Further, are you sure about this 'd3=y-Y' ? I would say this is true when you use the logistic function but not for the ReLu (the derivative is not the same and therefore will not lead to that simple equation).

You could use the softplus function that is a smooth version of the ReLU, which the derivative is well known (logistic function).

回答3:

I think the flaw lies in comapring with the numerically computed derivatives. In your derivativeActivation function , you define the derivative of ReLu at 0 to be 0. Where as numerically computing the derivative at x=0 shows it to be (ReLU(x+epsilon)-ReLU(x-epsilon)/(2*epsilon)) at x =0 which is 0.5. Therefore, defining the derivative of ReLU at x=0 to be 0.5 will solve the problem

回答4:

I thought I'd share my experience I had with similar problem. I too have designed my multi classifier ANN in a way that all hidden layers use RELU as non-linear activation function and the output layer uses softmax function.

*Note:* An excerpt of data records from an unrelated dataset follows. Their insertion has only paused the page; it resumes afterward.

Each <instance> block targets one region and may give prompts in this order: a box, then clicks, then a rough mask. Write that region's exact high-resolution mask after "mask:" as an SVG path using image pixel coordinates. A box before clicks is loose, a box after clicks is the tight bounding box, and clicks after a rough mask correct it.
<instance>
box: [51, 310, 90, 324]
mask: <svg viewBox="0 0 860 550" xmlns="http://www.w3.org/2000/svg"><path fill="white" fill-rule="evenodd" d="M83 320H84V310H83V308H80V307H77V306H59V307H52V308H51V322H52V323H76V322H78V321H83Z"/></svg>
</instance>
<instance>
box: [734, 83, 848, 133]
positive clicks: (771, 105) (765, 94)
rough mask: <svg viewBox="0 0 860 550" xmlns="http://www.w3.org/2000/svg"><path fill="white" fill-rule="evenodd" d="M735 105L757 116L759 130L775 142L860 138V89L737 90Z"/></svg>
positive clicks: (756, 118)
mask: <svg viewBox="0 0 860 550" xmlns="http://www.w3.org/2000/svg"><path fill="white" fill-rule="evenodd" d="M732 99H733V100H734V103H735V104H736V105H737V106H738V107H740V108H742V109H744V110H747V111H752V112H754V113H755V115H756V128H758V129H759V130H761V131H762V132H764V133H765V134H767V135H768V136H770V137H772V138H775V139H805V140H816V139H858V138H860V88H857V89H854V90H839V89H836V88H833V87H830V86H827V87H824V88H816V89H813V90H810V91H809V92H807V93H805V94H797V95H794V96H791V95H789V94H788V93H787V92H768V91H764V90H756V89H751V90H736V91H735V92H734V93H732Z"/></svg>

My problem was related to some degree to numerical precision of the programming language/platform I was using. In my case I noticed that if I used "plain" RELU not only does it kill the gradient but the programming language I used produced the following softmax output vectors (this is just a example sample):

⎡1.5068230536681645e-35⎤
⎢ 2.520367499064734e-18⎥
⎢3.2572859518007807e-22⎥
⎢                     1⎥
⎢ 5.020155103452967e-32⎥
⎢1.7620297760773188e-18⎥
⎢ 5.216008990667109e-18⎥
⎢ 1.320937038894421e-20⎥
⎢2.7854159049317976e-17⎥
⎣1.8091246170996508e-35⎦

Notice the values of most of the elements are close to 0, but most importantly notice the 1 value in the output.

I used a different cross-entropy error function than the one you used. Instead of calculating log(max(1-y, eps)) I stuck to the basic log(1-y). So given the output vector above, when I calculated log(1-y) I got the -Inf as a result of cross-entropy, which obviously killed the algorithm.

I imagine if your eps is not reasonably high enough so that log(max(1-y, eps)) -> log(max(0, eps)) doesn't yield way too small log output you might be in a similar pickle like myself.

My solution to this problem was to use Leaky RELU. Once I've started using it, I could carry on using the multi classifier cross-entropy as oppose to softmax-cost function you decided to try.